I think it fits nicely.  I also suggest riding with it, & then taking it off seeing if it leaves any marks or anything.


----------



## G and K's Mom (Jan 11, 2008)

It looks pretty good, I might be a bit concerned about the top of the shoulder. The best thing to do is sit in the saddle and as you walk shove your fingers under the saddle, if it's pinching your fingers it's pinching them.

The clean white saddle pad trick will really tell you if it's pinching.


----------



## Hrt4Dressage (May 24, 2008)

Take all the above advise from everyone... but overall from the pics it seems to fit ok, but its hard to tell without being able to feel it. You should be able to see daylight (w/o the pad) when you look from back to front under the saddle to ensure it isnt sitting too low. At the pommel you should be able to fit 2 fingers between the saddle and the whithers.

But the reason I responded, is if you like the saddle and it's really cheap you can make it work if it doesn't fit perfectly. I would buy a whitherback pad, you can get cheap versions of it pretty reasonable and it will make the saddle fit better for your horse, if you have concerns.

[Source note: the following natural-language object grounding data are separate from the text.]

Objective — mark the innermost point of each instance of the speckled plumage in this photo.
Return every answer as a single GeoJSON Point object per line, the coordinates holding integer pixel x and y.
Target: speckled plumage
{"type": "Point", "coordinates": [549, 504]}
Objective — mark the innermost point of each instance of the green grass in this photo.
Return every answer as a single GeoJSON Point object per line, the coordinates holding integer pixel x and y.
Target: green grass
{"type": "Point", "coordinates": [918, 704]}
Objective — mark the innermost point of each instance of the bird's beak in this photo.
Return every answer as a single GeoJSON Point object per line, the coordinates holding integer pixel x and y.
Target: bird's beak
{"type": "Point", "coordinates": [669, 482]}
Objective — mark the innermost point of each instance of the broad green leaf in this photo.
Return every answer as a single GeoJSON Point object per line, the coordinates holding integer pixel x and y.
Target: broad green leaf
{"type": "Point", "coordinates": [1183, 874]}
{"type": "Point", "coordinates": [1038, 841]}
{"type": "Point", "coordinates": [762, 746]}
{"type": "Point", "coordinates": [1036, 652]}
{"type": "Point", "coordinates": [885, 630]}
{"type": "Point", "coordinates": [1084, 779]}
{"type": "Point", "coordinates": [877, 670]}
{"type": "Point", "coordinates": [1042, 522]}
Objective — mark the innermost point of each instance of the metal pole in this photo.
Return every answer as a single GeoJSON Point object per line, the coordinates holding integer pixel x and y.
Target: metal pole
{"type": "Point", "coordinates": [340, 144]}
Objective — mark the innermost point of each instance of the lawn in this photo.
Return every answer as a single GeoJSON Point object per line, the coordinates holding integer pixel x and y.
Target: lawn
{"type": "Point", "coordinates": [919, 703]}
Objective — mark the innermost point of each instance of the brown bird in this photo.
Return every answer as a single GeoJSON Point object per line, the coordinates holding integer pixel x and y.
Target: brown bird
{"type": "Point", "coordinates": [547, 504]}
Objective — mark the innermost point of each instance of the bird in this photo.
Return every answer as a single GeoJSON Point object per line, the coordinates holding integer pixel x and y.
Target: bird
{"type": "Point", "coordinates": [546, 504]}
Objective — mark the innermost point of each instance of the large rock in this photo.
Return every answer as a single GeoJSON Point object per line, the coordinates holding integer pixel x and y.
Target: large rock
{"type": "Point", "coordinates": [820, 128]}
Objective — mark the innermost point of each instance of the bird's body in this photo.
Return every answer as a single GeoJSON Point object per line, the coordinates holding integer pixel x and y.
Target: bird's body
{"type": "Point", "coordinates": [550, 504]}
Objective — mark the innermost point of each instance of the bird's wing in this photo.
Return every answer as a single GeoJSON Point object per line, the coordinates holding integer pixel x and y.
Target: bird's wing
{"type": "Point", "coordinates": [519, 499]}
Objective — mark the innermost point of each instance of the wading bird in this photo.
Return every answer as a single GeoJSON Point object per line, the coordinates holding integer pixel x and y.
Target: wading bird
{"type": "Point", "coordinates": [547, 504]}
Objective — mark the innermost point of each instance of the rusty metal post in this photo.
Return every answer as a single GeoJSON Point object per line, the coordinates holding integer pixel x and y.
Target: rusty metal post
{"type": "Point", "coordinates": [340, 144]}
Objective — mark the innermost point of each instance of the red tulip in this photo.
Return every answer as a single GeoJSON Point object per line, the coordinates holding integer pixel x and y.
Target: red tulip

http://www.doversaddlery.com/product.asp?pn=X1-1905&bhcd2=1217356922

here is one just for example...


----------



## prbygenny (Aug 2, 2008)

*Does this saddle fit?*

I put a really expensive saddle on my horse and within a few trotting strides I could feel that it pinched him.He actually limped in the front.Then I put my moms saddle on him and he was great.(I took her saddle then!!! lol)Another thing is to look for even sweat every where the saddle is .


----------



## Jubilee Rose (May 28, 2008)

Thanks for all your input guys! I'm about 90% that I'm going to go with it.


----------



## palogal (May 30, 2008)

I would put a wither pad on your horse. Those narrow TB's need all the help they can get  I think it fits ok though with the pad. I'd use the wither pad because it is a little bit wide.


----------



## anrz (Dec 21, 2008)

Although I'm no expert on saddle fitting, it seems like it fits pretty well. One thing I'm not sure about is that (I read this in a book) there should be two or three inches between your horse's withers and the pommel. I'm not quite sure if there is enough room. About it being too wide, that might be okay (I'm not sure, though) because as your horse builds muscle they will need more room. Just don't take my opinion TOO seriously because I am absolutely no expert!


----------